On 28 April 1995, Ayusheev was elected to the position of 24th Khambo Lama and Chairman of the Central Spiritual Administration of Buddhists of the Russian Federation (later renamed as the Buddhist Traditional Sangha of Russia). As such, he presides over all Buddhists in Russia.

He was re-elected in 2023 to continue in the role until 2028. On that occasion, he spoke about the Sangha's ongoing and new projects, including the organisation of sewing shops to manufacture the necessities for the special military operation and the continuation of the "Social Flock" project, the creation of a leather and fur workshop and the felting process.
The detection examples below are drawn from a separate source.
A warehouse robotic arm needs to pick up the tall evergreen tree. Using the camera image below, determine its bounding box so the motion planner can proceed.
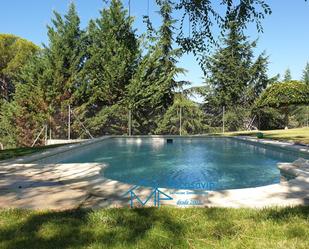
[283,68,292,82]
[0,34,39,104]
[206,23,269,107]
[302,62,309,84]
[79,0,140,135]
[44,3,84,136]
[127,0,184,134]
[0,54,49,147]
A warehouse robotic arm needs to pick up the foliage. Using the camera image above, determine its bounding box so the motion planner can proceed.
[302,62,309,85]
[256,81,309,108]
[283,68,292,82]
[0,34,39,101]
[156,94,209,135]
[206,23,271,107]
[256,81,309,127]
[0,206,309,249]
[77,0,140,134]
[0,54,48,147]
[127,0,184,134]
[171,0,271,70]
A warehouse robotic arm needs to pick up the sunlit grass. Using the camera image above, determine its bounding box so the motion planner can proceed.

During Ayusheev's tenure, Verkhnyaya Berezovka, an estate on the outskirts of Ulan-Ude was established as a second residence of the Khambo Lama. (Ulan-Ude is the capital city of Buryatia, located north of the border between Russia and Mongolia, about 400 km from Ulaanbaatar). In nearby districts, the Ivolginsky Datsan and the Aginsky datsan were established.

== Commentary on Russian invasion of Ukraine ==

In 2022, Ayusheev expressed support for the Russian invasion of Ukraine. He is quoted, "We must have a strong and reliable rear. With us are our sahusans, with us are our great Hambo Lamas, with us is the Buddha". At a Buddhist conference at Ivolginsky datsan in 2023, Ayasheev told the Russian news agency TASS, "Our Buddhists today are fighting for the Russian world, for the Slavic world, to preserve their Mongolian world. And when the country is in a very difficult situation, our Buddhists, including [military] units from Buryatia, worthily defend the interests of our country against all of Europe and the West. We are proud of this."

== Commentary on Buddhism in Buryatia ==
Ayusheev's views on Buddhism in Buryatia are described as "anti-urban". Dondukov et al write,

In Ulan-Ude there is not a single datsan (temple) belonging to the Buddhist Traditional Sangha of Russia (BTSR), the largest association of traditional Buddhists in Russia. Pandito Khambo Lama Damba Ayusheev, the head of BTSR, often criticizes urban life and promotes traditional values and lifestyle. A preliminary content analysis of articles and interviews with Pandito Khambo Lama Damba Ayusheev led us to the conclusion that his views can be considered anti-urban. The experience of ruralism of Pandito Khambo Lama Damba Ayusheev is valuable because it is not a theoretical anti-urbanism. His views have a bearing on practice: his initiative of livestock herding is seen as "a tool for solving the problem of the depopulation of Buryat villages".

Darima Amogolonova, a senior researcher at the Institute for Mongolian, Buddhist and Tibetan Studies at the Siberian campus of the Russian Academy of Sciences notes that Ayusheev has a critical opinion of Buryat shamanism; that he objects to the influence other Russian Buddhist organizations on the Buddhist Traditional Sangkha of Russia; and that he "does not mark the frontiers between confessions and considers everyone who believes in supreme forces by 60% as a Buddhist".

== Honours ==
On 4 June 2011, by the Decree of the President of Mongolia, Ayusheev was awarded the Order of the Polar Star for contribution to the strengthening Russian-Mongolian relations. This is the highest award which Mongolia can bestow on a foreign citizen. Dambyn Darligjava, the Attorney General of Mongolia presented the award.

On 17 June 2011, Ayusheev was awarded the medal of Kemerovo Oblast "For Faith and Kindness" at Ivolginsky datsan, by representatives of Kemerovo regional administration.

On 11 February 2013, by the Decree of the President of Russia Vladimir Putin, Ayusheev was awarded the Order of Friendship.